Perform the stretch ten times, then relax. This exercise will help open the front of your lungs.
Stretching Up (Step-2)
Perform the stretch as in Stretching Up I, except for a different hand position. This time, press the backs of your hands together.
Inhale as you go up, press the backs of your hands together, maintain the tension for a few moments, then exhale and come back down. Perform the stretch seven times, then relax.
Side bends
Stand relaxed, with your arms at your sides. Inhale and stretch your arms overhead, crossing your wrists so that your palms are together. Create tension by pressing your palms together tightly. Exhale as you bend slowly to your right. Inhale as you return to the upright position, your arms still overhead.
Repeat until you have done the bend seven times to the right. Recross your hands the other way, and now perform the bend seven times to the left. Maintain the tension at your palms throughout the exercise, then relax with your arms at your sides.
Variation
Use this exercise if your wrists and hands are too stiff for the hand position in Sidebends.
Inhale and stretch your arms overhead, hooking your thumbs around each other, with your remaining fingers free. Pull your thumbs against each other as your exhale and bend slowly to your right. Inhale and return to the upright position. Repeat until you have done seven bends to the right. Rehook your thumbs from the other direction and now bend to the left seven times, Maintain the tension on your thumbs throughout the exercise, then relax with your arms at your sides.
Forward Bends
This exercise provides a good massage of the lymph glands under your arms.

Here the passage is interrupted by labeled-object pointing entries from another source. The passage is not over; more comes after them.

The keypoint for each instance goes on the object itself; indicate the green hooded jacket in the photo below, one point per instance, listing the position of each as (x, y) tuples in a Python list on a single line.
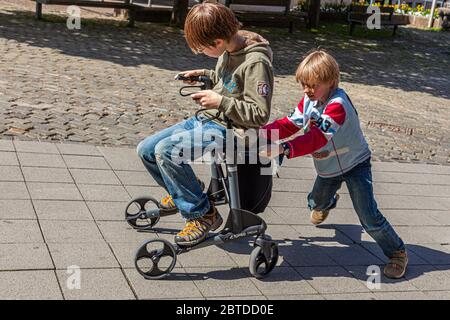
[(245, 80)]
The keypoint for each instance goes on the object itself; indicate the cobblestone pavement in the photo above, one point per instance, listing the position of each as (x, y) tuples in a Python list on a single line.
[(111, 85)]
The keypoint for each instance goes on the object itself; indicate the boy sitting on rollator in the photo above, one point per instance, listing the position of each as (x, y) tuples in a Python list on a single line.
[(242, 92)]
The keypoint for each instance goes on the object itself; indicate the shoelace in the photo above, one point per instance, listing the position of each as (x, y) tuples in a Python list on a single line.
[(167, 200), (191, 226)]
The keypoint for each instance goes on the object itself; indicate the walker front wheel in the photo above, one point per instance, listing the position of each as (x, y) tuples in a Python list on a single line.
[(261, 264), (155, 259), (142, 213)]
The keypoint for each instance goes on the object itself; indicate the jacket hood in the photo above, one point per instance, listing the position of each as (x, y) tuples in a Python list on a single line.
[(254, 43)]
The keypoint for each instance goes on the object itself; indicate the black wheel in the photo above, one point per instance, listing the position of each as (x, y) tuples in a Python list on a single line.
[(155, 259), (260, 264), (138, 210)]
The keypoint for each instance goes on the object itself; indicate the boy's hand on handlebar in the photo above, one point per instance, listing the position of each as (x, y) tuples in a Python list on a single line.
[(190, 73), (207, 99)]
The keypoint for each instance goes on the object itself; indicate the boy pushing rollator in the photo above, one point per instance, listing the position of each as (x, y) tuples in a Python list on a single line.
[(333, 136)]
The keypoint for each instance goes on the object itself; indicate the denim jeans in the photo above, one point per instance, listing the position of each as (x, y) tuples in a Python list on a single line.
[(165, 156), (359, 184)]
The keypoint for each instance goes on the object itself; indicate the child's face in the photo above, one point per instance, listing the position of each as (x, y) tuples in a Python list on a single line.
[(214, 51), (319, 91)]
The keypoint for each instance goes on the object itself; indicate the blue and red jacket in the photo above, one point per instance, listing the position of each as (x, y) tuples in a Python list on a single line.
[(332, 134)]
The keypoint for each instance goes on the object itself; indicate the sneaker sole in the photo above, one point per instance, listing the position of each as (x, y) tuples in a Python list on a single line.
[(214, 227), (317, 222)]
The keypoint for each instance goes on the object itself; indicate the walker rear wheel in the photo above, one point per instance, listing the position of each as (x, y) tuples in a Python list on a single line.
[(142, 213)]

Stand relaxed, with your arms at your sides. Then hook your fingers behind your back, pulling one hand against the other. Stretch your arms out straight. Step forward with your right foot into a wide but comfortable stance. Inhale normally then exhale, bending forward and stretching your arms out straight behind you. As you bend over, lift your arms as high as is comfortable behind you. Maintain the tension between your hands.

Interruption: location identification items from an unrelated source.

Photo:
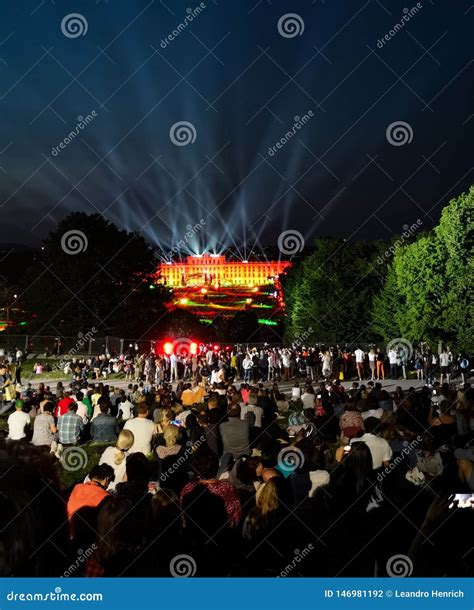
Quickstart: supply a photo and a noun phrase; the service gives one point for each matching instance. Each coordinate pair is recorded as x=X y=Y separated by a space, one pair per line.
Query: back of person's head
x=171 y=435
x=142 y=408
x=205 y=463
x=124 y=442
x=48 y=407
x=252 y=399
x=102 y=472
x=371 y=425
x=358 y=465
x=137 y=467
x=205 y=515
x=235 y=411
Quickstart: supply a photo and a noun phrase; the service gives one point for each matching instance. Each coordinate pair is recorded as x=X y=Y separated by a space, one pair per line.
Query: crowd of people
x=236 y=476
x=253 y=364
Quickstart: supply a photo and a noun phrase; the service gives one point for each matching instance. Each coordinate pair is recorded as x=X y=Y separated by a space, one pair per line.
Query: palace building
x=209 y=269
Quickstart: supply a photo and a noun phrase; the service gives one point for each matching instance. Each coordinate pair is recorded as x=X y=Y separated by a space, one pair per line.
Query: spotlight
x=168 y=347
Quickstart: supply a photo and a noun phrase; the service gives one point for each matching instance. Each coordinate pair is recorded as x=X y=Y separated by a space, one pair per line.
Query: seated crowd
x=238 y=479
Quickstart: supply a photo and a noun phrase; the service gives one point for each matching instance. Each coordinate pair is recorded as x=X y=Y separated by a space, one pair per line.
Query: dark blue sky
x=240 y=83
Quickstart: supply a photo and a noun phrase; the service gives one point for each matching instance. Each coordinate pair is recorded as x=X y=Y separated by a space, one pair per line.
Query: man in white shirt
x=360 y=355
x=125 y=408
x=252 y=408
x=17 y=422
x=143 y=430
x=379 y=447
x=174 y=368
x=444 y=363
x=392 y=360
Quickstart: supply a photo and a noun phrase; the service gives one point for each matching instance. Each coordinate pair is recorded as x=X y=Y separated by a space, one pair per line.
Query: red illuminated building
x=209 y=285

You may bend your left knee a bit if that seems necessary. Inhale as you return to the upright position, arching back a bit and looking upwards. Repeat for a total of seven bends, then relax.

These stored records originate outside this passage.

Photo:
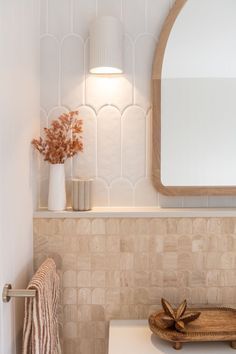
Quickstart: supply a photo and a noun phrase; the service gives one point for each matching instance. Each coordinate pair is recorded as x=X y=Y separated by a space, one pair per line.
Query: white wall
x=116 y=111
x=19 y=102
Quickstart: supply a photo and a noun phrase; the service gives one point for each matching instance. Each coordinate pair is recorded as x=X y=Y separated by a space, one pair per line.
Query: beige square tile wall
x=120 y=269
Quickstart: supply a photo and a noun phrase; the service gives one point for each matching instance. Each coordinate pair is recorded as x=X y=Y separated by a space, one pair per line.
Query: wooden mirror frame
x=156 y=119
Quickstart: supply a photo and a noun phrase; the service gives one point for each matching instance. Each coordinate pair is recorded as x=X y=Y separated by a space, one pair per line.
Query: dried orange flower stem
x=62 y=139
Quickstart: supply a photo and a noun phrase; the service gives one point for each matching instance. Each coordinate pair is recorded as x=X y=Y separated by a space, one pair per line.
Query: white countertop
x=144 y=212
x=135 y=337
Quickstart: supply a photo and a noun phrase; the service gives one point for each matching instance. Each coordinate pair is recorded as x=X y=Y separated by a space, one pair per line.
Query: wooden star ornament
x=177 y=318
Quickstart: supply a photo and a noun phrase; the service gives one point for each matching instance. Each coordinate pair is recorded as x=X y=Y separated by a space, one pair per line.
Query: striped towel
x=40 y=333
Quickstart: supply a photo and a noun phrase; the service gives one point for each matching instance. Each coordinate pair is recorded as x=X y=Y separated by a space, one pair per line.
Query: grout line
x=133 y=72
x=121 y=11
x=47 y=17
x=96 y=8
x=121 y=144
x=85 y=76
x=59 y=74
x=145 y=15
x=72 y=16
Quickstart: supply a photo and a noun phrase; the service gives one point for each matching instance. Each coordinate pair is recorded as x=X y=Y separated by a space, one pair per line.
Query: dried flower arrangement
x=62 y=139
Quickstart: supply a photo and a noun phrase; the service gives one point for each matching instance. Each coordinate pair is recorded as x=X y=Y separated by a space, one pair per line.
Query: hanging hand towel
x=40 y=333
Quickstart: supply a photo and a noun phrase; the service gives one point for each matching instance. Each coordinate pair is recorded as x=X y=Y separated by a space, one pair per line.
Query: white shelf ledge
x=137 y=213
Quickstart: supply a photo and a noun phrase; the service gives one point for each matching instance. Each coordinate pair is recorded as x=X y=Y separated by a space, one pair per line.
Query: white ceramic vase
x=57 y=188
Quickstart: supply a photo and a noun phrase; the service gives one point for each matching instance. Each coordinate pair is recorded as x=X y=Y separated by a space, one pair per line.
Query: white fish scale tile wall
x=116 y=110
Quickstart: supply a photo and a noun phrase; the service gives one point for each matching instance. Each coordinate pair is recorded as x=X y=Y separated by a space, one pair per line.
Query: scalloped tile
x=121 y=193
x=72 y=72
x=116 y=90
x=143 y=69
x=83 y=16
x=84 y=164
x=134 y=17
x=109 y=8
x=100 y=193
x=134 y=143
x=109 y=143
x=49 y=71
x=145 y=194
x=157 y=11
x=56 y=112
x=59 y=16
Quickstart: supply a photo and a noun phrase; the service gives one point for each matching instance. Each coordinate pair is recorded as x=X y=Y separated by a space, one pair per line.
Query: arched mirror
x=194 y=100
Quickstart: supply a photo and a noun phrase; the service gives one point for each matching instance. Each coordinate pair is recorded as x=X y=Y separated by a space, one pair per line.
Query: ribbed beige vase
x=81 y=194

Now repeat the technique, this time stepping forward with the left foot. Remember that the tension between your hands must be maintained during all seven bends.
Back Bends
Stand relaxed, with your arms at your sides. Bring your hands up and press your palms together in front of your chest. Slowly raise your arms until they are overhead. Inhale and lean backward as far as is comfortable. Maintain the pressure on your palms and hold your breath for a moment. Exhale as you return to the upright position and then continue until you lean slightly forward.
Repeat seven times, always maintaining the tension in your arms by pressing your palms tightly together. Relax and let your arms rest at your sides. Be aware that holding the back bend too long may cause you to become light-headed as you lean forward, so listen to your body in this respect.
Spinal Twist
You should try to do the entire sequence on one inhalation, but if you run out of air, catch a quick sniff. This exercise should not be rushed.
Lie face down on the ground, with your arms at your sides and close to your body. Inhale and slowly raise your torso as you arch your back and look up. At the same time, bring your hands up and place them flat on the ground, just under your shoulders. Continue to inhale as you slowly extend your arms and push your body for more of an arch in your back, as you look up at the ceiling.
Still retaining your breath, slowly twist to one side and look behind you. Return to the front. Twist to the other side and look behind you. Return to the centre.
Exhale, slowly returning to the face down position and returning your arms to your sides. Perform this exercise for ten times, then relax.